SGD Convergence under Stepsize Shrinkage in Low-Precision Training
This work addresses convergence issues in low-precision training for deep learning, which is crucial for reducing computational costs, but it is incremental as it extends existing SGD theory to a gradient shrinkage model.
The paper tackles the problem of SGD convergence in low-precision training, where gradient quantization causes shrinkage, and shows that this leads to slower convergence and higher steady-state error, with rates dependent on the minimum shrinkage factor.
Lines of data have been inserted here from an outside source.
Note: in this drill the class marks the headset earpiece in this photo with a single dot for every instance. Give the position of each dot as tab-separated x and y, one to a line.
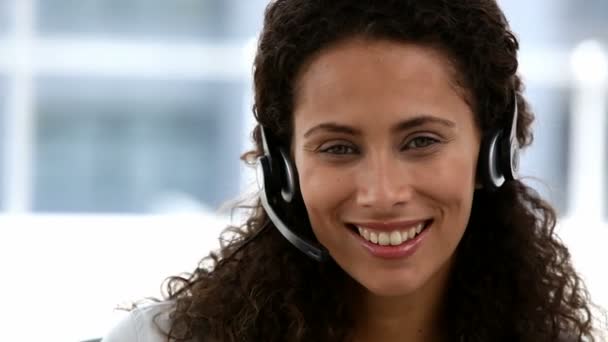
277	175
499	154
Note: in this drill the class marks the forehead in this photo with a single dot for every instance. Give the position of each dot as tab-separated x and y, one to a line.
376	80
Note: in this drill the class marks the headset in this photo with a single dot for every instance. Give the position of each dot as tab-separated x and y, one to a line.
278	181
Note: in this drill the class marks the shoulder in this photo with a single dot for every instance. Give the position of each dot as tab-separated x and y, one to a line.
148	323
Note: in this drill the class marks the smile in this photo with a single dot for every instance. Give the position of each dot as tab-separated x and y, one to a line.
392	237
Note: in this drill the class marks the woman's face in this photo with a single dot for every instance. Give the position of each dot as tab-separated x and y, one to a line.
386	149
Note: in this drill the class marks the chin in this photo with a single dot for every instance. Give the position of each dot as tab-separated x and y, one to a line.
392	287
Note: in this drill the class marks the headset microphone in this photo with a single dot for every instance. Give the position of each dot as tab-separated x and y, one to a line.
277	179
280	185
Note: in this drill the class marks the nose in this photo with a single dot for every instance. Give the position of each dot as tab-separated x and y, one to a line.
384	182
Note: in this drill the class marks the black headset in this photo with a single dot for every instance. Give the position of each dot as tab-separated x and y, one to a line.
277	176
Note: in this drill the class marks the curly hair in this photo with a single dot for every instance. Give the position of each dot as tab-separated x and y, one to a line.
257	287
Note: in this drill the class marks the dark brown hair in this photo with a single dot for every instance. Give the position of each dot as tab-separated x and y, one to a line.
512	279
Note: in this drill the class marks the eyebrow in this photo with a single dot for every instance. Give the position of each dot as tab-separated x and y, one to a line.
408	124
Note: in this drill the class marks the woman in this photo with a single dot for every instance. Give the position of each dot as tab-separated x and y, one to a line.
388	140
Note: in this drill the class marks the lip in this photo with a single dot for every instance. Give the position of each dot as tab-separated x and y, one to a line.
404	250
388	226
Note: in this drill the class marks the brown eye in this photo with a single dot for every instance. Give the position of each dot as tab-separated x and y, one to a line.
421	142
338	149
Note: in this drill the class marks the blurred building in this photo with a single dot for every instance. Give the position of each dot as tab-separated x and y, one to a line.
122	106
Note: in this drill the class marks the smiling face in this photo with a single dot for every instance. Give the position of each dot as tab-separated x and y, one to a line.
386	149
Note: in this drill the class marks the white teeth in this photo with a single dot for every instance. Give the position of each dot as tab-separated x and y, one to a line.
373	237
412	233
393	238
383	239
365	234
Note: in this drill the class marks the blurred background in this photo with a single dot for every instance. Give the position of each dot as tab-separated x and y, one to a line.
122	123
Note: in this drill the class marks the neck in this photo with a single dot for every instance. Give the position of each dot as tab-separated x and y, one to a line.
412	317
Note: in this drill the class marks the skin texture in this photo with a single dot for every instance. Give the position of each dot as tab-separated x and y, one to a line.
510	276
364	168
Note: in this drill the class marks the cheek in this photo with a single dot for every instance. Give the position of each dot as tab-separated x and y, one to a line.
323	188
451	188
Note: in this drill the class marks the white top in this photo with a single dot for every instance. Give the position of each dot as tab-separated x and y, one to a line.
139	325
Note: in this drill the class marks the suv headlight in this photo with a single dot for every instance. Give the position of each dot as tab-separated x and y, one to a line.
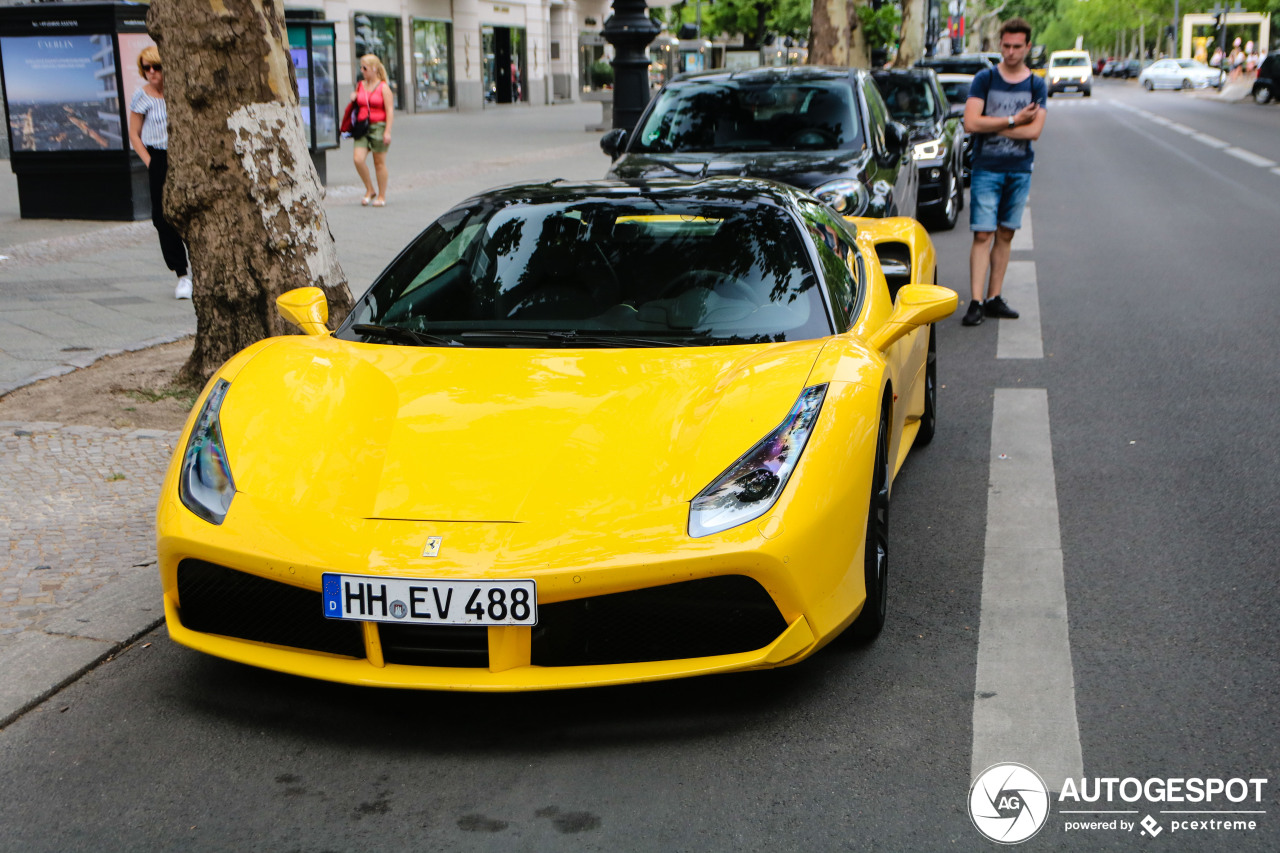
929	150
205	483
846	196
752	484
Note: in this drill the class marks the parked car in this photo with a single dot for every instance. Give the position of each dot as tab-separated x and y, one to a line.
956	89
1266	86
1180	73
917	100
958	63
1069	71
823	129
1129	68
574	436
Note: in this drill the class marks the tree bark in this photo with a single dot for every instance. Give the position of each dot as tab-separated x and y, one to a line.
241	190
836	36
912	46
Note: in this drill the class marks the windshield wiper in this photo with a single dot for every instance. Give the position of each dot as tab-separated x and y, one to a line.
402	333
568	337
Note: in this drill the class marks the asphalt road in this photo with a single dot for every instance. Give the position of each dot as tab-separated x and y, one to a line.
1156	264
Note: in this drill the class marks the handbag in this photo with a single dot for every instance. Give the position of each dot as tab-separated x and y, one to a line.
352	123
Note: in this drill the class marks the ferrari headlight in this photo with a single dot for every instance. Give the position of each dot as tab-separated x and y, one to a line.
931	150
752	484
205	483
846	196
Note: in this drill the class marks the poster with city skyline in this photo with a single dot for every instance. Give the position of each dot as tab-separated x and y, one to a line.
63	92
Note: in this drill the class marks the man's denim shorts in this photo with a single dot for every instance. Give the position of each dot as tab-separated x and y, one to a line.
997	192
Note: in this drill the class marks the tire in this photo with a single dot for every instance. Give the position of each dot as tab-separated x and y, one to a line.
929	419
871	620
945	219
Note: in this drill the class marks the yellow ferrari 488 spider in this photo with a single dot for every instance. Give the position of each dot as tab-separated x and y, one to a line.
575	434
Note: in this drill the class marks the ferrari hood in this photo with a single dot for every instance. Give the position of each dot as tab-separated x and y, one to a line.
499	434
Low-precision training has become crucial for reducing the computational and memory costs of large-scale deep learning. However, quantizing gradients introduces magnitude shrinkage, which can change how stochastic gradient descent (SGD) converges. In this study, we explore SGD convergence under a gradient shrinkage model, where each stochastic gradient is scaled by a factor \( q_k \in (0,1] \). We show that this shrinkage affect the usual stepsize \( μ_k \) with an effective stepsize \( μ_k q_k \), slowing convergence when \( q_{\min} < 1 \). With typical smoothness and bounded-variance assumptions, we prove that low-precision SGD still converges, but at a slower pace set by \( q_{\min} \), and with a higher steady error level due to quantization effects. We analyze theoretically how lower numerical precision slows training by treating it as gradient shrinkage within the standard SGD convergence setup.